Do you guys have any plans to get BD and BI tags added to the SAM spec?
we are talking to the relevant parties about this. Since the use of these values is still a research topic within the group, we'll hold off until we seal the importance of it.
More importantly, we'd like the sequencing instruments to report those values for us to recalibrate. Currently, only Pacbio does so.
As Carneiro mentioned, the reason why we haven't really pushed for changes to the BAM spec is because we haven't been excited by the prospect of adding 2 more strings of quality scores to every read. The improvement in indel accuracy was overshadowed by the ballooning of the BAM file. We've been developing a new indel error model which supersedes the BQSR and achieves even better accuracy while using much fewer parameters. We are hoping to have it in place by the release of version 2.6
For the curious the new model uses the Cycle covariate from the BQSR and a new covariate which describes tandem repeats. The win is that we no longer use the full space of preceding base context which results in a massive reduction in the parameter space.
I hope that is helpful. Let me know if you have any other questions.
The reason I ask is that I'm currently researching the purity filtering and recalibration we do here at the Sanger. It uses the tagged spiked in PhiX to recalibrate the quality scores, and I was thinking about whether it would be worth it how hard it would be to extend it to implement BD and BI scores. I'm also trying to figure out how it interacts with BQSR and trying to figure out whether it's a good or bad thing to do both. Also it looks like a new version of the SAM spec might be tagged in response to the abilities of the new BWA algorithm.

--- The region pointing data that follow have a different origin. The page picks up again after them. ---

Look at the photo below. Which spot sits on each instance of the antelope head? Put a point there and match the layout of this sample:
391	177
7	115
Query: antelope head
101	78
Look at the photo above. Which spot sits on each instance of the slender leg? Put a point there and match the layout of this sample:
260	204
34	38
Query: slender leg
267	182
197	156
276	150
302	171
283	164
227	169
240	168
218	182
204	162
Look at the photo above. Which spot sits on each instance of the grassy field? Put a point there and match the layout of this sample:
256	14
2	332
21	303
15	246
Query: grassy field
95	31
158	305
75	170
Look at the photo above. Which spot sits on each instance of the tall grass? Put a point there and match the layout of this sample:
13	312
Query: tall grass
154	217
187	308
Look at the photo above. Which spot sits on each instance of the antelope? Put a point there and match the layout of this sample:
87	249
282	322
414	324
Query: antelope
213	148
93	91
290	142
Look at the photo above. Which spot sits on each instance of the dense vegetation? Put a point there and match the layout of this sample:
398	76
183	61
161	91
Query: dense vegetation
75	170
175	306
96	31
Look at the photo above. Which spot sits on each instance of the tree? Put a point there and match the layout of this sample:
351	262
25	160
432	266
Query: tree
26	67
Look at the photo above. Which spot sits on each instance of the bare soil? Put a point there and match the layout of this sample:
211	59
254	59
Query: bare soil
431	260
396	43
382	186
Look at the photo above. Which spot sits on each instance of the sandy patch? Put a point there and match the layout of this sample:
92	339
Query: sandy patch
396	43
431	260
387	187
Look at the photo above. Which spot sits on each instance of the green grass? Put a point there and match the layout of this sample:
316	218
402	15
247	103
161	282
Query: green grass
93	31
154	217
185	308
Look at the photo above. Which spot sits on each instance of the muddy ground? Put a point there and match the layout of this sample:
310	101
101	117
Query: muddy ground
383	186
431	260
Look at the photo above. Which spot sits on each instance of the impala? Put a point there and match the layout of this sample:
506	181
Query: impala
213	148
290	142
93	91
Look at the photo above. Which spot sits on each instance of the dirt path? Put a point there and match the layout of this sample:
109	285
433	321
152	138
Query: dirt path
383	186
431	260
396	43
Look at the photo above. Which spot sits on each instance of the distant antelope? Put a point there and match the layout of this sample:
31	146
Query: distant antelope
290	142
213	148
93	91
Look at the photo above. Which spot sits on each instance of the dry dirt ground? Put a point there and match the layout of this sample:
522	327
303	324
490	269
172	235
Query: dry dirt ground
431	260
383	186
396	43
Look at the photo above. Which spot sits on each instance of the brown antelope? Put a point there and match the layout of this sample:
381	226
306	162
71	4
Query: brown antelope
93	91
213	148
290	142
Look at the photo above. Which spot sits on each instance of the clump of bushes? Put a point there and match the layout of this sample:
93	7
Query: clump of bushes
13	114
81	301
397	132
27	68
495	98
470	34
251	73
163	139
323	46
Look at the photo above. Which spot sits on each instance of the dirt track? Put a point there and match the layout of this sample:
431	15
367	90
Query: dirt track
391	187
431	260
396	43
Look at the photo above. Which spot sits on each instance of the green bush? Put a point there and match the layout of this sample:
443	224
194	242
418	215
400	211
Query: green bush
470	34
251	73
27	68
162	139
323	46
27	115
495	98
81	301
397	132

@rpoplin is going to get in touch with you to discuss this topic in more detail. We are still treating this as a research topic and we have other approaches that are being evaluated before we set on the standard of having 3 strings of base qualities.
Could you please advise in GATK v3.4, does the UG and HC still uses BI and BD tags? Any other possible downstream applications would need BD and BI? If these tags are not used downstream anymore, can be stripped to save some space.
The BD and BI tags are the indel base qualities added by BQSR. They are still used by GATK, so you should not get rid of them.